Cultura e Spettacoli

Il Cinquecento a Firenze, "lascivo" e devoto

Davanti al Dio Fluviale di Michelangelo, un corpo adagiato in torsione perfetta, con muscoli e tendini e carne d'argilla, fino a oggi ricoperto di polvere e vernici nei depositi del museo di Casa Buonarroti e ora tornato lucente di quel bianco così simile al telo del Compianto su Cristo Morto di Andrea del Sarto, si può solo restare in silente contemplazione.

Il Cinquecento a Firenze, "lascivo" e devoto

da Firenze

Davanti al Dio Fluviale di Michelangelo, un corpo adagiato in torsione perfetta, con muscoli e tendini e carne d'argilla, fino a oggi ricoperto di polvere e vernici nei depositi del museo di Casa Buonarroti e ora tornato lucente di quel bianco così simile al telo del Compianto su Cristo Morto di Andrea del Sarto, si può solo restare in silente contemplazione.

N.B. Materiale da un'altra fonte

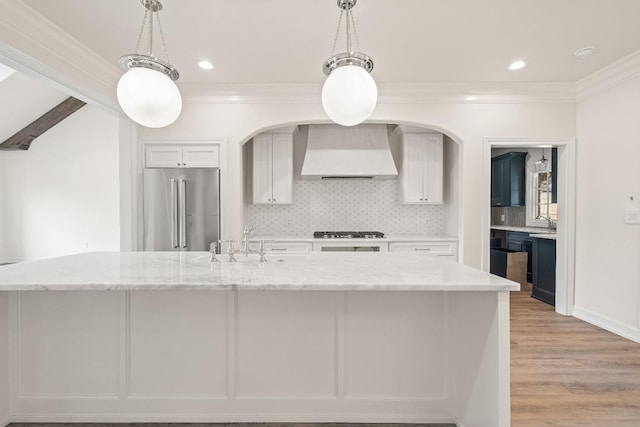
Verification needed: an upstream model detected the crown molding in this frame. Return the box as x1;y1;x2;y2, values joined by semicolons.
0;0;121;111
179;83;576;104
576;50;640;101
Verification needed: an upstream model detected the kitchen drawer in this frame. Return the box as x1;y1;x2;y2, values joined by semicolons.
389;242;458;257
250;240;311;254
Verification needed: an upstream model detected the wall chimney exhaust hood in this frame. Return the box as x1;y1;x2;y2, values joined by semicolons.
301;124;398;179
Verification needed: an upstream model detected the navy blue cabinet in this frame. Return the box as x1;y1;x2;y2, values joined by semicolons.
491;152;527;207
507;231;533;283
551;148;558;203
531;238;556;306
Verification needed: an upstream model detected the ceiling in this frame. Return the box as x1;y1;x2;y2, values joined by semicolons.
17;0;640;85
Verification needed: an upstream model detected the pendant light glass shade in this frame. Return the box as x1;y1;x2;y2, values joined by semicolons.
322;0;378;126
322;65;378;126
117;68;182;128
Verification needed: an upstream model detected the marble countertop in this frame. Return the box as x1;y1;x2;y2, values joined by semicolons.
491;225;556;234
0;252;520;291
250;235;458;243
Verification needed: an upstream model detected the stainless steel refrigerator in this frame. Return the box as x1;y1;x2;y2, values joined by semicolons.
142;168;220;251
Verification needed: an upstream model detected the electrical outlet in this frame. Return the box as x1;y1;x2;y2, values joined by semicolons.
624;209;640;224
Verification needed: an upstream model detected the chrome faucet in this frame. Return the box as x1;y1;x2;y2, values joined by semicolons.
258;240;267;262
220;240;238;262
209;242;218;262
241;224;254;256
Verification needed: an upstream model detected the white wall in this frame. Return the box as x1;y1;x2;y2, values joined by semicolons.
141;99;575;267
574;72;640;340
0;294;9;426
0;105;120;260
0;156;7;262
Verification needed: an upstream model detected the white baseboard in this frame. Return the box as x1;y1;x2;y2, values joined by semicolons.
0;258;31;264
573;306;640;342
6;414;459;426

Si apre con questi due capolavori Il Cinquecento a Firenze. Maniera moderna e controriforma (fino al 21 gennaio) a Palazzo Strozzi di Firenze. La seconda sala è occupata da un «tris delle meraviglie»: per la prima volta una accanto all'altra la celeberrima Deposizione dalla croce di Volterra - colori sgargianti, sfondo astratto, corpi che paiono geometrie del Rosso Fiorentino; la Deposizione di Santa Felicita del Pontormo, soave nei suoi rosa pastello grazie al recente restauro; e il Cristo deposto del Bronzino che, col suo cielo color zaffiro, arriva dal museo di Besançon e dopo mezzo millennio ritorna nella Firenze in cui fu concepito. Un confronto valorizzato dalla scelta di togliere le cornici delle tre pale a favore di un allestimento essenziale. La tentazione di fermarsi qui è forte. E invece il punto della curatela di Carlo Falciani e Antonio Natali sta proprio qui: queste meraviglie non sono abbastanza per farci capire quanto poliedrico e affascinante fu il secondo Cinquecento fiorentino. Fuori dal limbo cui era relegato nei libri di storia dell'arte, si mette in mostra per ciò che è: un periodo di fermento, di arte dalla «maniera moderna», perché sotto Francesco I de' Medici, mecenate dotto di scienze e di lettere, si pensava sì a rispondere in modo rigoroso alla riforma luterana ma non si dimenticavano gli insegnamenti della accademie del disegno, il guizzo intellettuale, l'amore per l'antico e l'innovazione.

Capita solo a Firenze di avere una «controriforma» così. Lo dimostrano i 70 dipinti e sculture, suddivisi in otto sale, di una quarantina di artisti: Vasari, Giambologna, Alessandro Allori, Federico Zuccari... Con quattro anni di preparazione, un'ingente campagna di restauri (su 17 opere, tra cui il Michelangelo) e qualche sassolino da togliersi dalle scarpe («Lo Stato dovrebbe fare questo genere di mostre», dice Natali), Palazzo Strozzi ospita l'ultimo atto di una trilogia sul Cinquecento che valorizza un tassello della storia dell'arte a torto ritenuto minore. Un mosaico che include i colori sgargianti di Francesco Salviati e di Pietro Candido, la perfetta costruzione geometrica del Vasari pittore, l'esasperata cura del dettaglio dell'Allori, la modernità delle sculture del Giambologna (la sua Venus Fiorenza che si strizza i capelli pare muoversi), la licenziosità seducente di Zucchi, la devozione del Cigoli. E l'esuberanza di Santi di Tito fiorentino doc da riscoprire che nella Visione di San Tommaso d'Acquino dipinge una crocifissione che diventa scena teatrale.

Da questo Cinquecento sacro-e-profano nascerà il Barocco.